İÇERİK TANITIMI
İlk olarak 1990´da yayımladığımız Uyuyan Adam üçüncü baskısını yaptı. Georges Perec´ten, acı, umut ve doğruluğa dair bir roman... "İnsanlardan nefret ettiğin anlamına gelmez bu, ne diye onlardan nefret edesin ki? Ne diye kendinden nefret edesin ki? Keşke insan türüne ait olmak, o dayanılmaz ve sağır edici gürültüyü de beraberinde getirmeseydi; keşke hayvanlar âleminden çıkıp aşılan o birkaç gülünç adımın bedeli, sözcüklerin, büyük tasarıların, büyük atılımların o dinmek bilmeyen hazımsızlığı olmasaydı! Karşı karşıya getirilebilen başparmaklara, iki ayak üstünde duruşa, omuzlar üzerinde başın yarım dönüşüne fazla ağır bir bedel bu.

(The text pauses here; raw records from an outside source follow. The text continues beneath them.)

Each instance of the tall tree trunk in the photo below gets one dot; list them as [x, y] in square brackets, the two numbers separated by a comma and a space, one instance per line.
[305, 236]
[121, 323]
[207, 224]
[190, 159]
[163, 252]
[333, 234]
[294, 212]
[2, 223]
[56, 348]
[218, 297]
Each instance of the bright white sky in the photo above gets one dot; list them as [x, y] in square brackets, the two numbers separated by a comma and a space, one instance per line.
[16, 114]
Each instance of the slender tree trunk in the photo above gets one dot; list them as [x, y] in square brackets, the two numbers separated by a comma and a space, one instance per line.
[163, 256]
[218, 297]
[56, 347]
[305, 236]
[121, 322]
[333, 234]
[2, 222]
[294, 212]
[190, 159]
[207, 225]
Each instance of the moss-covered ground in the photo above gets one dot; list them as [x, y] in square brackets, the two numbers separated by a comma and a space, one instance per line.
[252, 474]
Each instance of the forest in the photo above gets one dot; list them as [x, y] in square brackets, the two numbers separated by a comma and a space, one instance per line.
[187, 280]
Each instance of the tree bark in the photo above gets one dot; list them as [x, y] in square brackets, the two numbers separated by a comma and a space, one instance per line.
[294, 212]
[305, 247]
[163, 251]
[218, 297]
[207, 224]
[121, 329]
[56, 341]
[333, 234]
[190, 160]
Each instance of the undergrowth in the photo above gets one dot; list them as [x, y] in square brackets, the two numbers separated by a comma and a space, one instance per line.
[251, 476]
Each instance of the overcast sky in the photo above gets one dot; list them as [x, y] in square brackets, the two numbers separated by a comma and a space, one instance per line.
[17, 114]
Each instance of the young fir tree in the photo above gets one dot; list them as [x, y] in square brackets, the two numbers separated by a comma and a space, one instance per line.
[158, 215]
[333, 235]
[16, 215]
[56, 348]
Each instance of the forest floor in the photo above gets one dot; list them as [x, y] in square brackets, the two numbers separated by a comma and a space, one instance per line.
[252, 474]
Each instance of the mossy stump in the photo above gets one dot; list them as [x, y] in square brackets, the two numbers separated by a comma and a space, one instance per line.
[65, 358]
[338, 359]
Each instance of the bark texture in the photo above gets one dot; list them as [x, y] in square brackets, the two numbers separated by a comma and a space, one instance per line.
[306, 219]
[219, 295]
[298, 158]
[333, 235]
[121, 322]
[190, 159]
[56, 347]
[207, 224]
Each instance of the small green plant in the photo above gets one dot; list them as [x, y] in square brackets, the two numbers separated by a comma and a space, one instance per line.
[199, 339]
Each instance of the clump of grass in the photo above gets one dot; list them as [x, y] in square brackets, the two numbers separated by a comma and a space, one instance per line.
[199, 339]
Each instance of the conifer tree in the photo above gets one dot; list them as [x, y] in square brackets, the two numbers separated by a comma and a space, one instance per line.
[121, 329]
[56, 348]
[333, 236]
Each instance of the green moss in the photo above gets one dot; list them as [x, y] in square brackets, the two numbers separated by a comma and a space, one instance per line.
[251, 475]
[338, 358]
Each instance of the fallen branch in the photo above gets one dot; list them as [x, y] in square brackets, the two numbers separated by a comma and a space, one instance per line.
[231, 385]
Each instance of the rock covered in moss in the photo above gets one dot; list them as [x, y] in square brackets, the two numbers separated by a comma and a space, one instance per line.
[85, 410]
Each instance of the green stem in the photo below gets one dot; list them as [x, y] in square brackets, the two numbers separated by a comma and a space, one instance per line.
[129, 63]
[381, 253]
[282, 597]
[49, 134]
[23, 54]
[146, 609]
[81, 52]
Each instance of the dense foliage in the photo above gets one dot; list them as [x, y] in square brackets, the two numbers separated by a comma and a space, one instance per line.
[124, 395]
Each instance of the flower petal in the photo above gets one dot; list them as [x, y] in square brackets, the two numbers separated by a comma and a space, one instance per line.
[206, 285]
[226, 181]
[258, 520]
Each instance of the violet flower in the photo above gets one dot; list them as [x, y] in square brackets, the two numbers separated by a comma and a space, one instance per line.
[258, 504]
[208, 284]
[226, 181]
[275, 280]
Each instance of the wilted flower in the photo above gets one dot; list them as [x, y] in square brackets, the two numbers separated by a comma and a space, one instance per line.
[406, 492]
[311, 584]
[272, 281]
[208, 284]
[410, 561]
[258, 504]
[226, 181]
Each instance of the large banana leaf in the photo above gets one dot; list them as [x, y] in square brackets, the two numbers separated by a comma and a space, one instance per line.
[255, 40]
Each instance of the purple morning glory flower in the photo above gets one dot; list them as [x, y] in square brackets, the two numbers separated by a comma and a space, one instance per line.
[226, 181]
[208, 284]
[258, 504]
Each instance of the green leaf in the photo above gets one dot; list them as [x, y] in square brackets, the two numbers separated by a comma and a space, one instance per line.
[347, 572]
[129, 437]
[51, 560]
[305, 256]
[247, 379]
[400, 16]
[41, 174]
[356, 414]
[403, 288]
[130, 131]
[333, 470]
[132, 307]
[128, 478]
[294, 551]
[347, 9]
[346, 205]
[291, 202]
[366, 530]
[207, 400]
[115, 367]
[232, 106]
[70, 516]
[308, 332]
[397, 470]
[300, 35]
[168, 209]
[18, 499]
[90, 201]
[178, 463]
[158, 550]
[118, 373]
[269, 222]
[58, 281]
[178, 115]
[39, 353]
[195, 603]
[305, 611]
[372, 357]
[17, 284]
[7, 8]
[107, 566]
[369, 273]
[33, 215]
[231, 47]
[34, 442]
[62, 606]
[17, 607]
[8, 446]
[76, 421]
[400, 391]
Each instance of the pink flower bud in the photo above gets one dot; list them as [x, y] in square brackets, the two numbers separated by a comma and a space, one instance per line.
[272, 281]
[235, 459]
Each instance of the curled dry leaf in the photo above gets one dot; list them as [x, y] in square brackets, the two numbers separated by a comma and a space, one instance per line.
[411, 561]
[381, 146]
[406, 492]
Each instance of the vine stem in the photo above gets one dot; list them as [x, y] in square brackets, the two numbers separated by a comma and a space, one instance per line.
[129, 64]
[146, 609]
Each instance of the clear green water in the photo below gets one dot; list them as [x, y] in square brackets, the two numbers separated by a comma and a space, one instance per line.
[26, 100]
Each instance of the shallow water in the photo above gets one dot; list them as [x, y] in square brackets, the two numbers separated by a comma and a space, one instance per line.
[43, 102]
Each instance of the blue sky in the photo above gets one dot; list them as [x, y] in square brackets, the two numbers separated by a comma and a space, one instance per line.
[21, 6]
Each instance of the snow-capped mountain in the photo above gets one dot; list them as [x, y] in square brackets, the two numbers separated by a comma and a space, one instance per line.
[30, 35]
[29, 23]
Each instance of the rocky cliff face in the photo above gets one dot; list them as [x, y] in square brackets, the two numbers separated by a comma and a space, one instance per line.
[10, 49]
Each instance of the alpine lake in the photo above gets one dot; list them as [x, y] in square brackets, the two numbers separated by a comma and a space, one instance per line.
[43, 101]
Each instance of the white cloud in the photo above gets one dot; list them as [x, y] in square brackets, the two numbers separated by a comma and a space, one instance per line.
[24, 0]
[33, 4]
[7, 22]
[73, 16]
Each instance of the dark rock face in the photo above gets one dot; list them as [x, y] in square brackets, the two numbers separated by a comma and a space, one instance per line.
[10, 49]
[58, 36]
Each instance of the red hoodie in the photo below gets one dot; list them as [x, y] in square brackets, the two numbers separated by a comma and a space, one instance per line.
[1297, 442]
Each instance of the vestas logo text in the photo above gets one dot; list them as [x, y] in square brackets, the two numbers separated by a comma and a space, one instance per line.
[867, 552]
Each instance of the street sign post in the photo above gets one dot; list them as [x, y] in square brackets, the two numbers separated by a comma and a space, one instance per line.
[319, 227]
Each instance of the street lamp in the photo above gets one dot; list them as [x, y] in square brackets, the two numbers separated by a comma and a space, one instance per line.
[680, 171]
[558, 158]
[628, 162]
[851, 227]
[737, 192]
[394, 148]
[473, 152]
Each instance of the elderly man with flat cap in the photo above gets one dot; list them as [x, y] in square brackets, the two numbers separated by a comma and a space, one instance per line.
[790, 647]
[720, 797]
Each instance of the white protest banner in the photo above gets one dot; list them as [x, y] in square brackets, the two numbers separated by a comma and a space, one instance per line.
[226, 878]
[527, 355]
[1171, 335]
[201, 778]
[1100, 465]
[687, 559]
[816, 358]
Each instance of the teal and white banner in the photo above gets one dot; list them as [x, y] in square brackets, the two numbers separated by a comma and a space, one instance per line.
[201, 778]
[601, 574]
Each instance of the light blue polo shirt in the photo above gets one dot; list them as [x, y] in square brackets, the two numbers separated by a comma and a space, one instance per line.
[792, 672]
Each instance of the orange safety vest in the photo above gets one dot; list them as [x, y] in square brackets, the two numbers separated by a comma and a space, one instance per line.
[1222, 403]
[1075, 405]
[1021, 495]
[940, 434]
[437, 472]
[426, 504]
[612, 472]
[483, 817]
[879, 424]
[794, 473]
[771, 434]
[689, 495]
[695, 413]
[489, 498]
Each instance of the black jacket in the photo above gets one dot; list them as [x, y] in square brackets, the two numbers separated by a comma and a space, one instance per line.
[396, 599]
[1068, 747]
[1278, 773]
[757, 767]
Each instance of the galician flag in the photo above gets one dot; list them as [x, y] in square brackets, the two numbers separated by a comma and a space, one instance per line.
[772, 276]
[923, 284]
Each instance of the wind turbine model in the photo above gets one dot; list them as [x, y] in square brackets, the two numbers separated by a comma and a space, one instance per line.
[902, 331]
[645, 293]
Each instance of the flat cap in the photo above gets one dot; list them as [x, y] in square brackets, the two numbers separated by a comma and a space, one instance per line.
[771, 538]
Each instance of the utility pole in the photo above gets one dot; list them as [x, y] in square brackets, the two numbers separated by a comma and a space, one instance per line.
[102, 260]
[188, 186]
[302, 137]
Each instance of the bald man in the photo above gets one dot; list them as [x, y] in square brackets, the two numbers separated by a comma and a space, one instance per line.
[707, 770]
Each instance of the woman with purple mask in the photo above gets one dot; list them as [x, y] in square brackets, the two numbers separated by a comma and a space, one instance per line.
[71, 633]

Yaşam denen bu kazan, bu fırın, bu ızgara, bu milyarlarca uyarı, kışkırtma, tembih, coşkunluk, bu bitmek bilmeyen baskı ortamı, bu sonsuz üretme, ezme, yutma, engelleri aşma, durmadan ve yeniden baştan yaratma makinesi, senin değersiz varoluşunun her gününü, her saatini yönetmek isteyen bu yumuşak dehşet."
YAZAR HAKKINDA
1936´da Paris´te doğdu. 1954´te başladığı tarih öğrenimini kısa sürede bıraktı. 1960´ta Paulette Pétras ile evlendi. 1965´te Les Choses (Şeyler) adlı kitabıyla Renaudot ödülünü kazandı. 1960´ta Raymond Queneau (matematiğe tutkun bir edebiyatçı) ve François Le Lionnais (edebiyata tutkun bir matematikçi) tarafından kurulan ve "yazarların nasıl isterlerse öyle kullanabilecekleri yeni biçimler, yeni yapılar arayışı"nı (Queneau) kendine amaç edinen OULIPO´ya (Ouvroir de Littérature Potentielle - Potansiyel Edebiyat İşliği) katıldı. Kitaplarının hemen hepsinin belli bir otobiyografik damga taşıdıklarını söyleyen Perec, çalışmasının dört ufkunu belirleyen dört kutbun -kendisini çevreleyen dünya, kendi tarihi, dil, kurgu- ötesinde, yazarlık tutkusunun, çağının tüm edebiyatını katetmek olduğunu, ama bunu kendi ayak izlerinin üzerinden yeniden geçerek değil, sürekli hareket halinde, sürekli yürüyerek yapmak istediğini söyler. Yapıtlarını başka yapıtlardan oluşan bir bütünün parçası olarak niteleyen yazar, hep yeniden okuduğu, alttan alta yanıt verdiği, irdelediği, kendine kaynak olarak gösterdiği yazarlar arasında Flaubert, Kafka, Joyce, Jules Verne, Queneau ve Leiris´i de sayar. Perec 1982´de, Ivry´de, bronş kanserinden ölmüştür.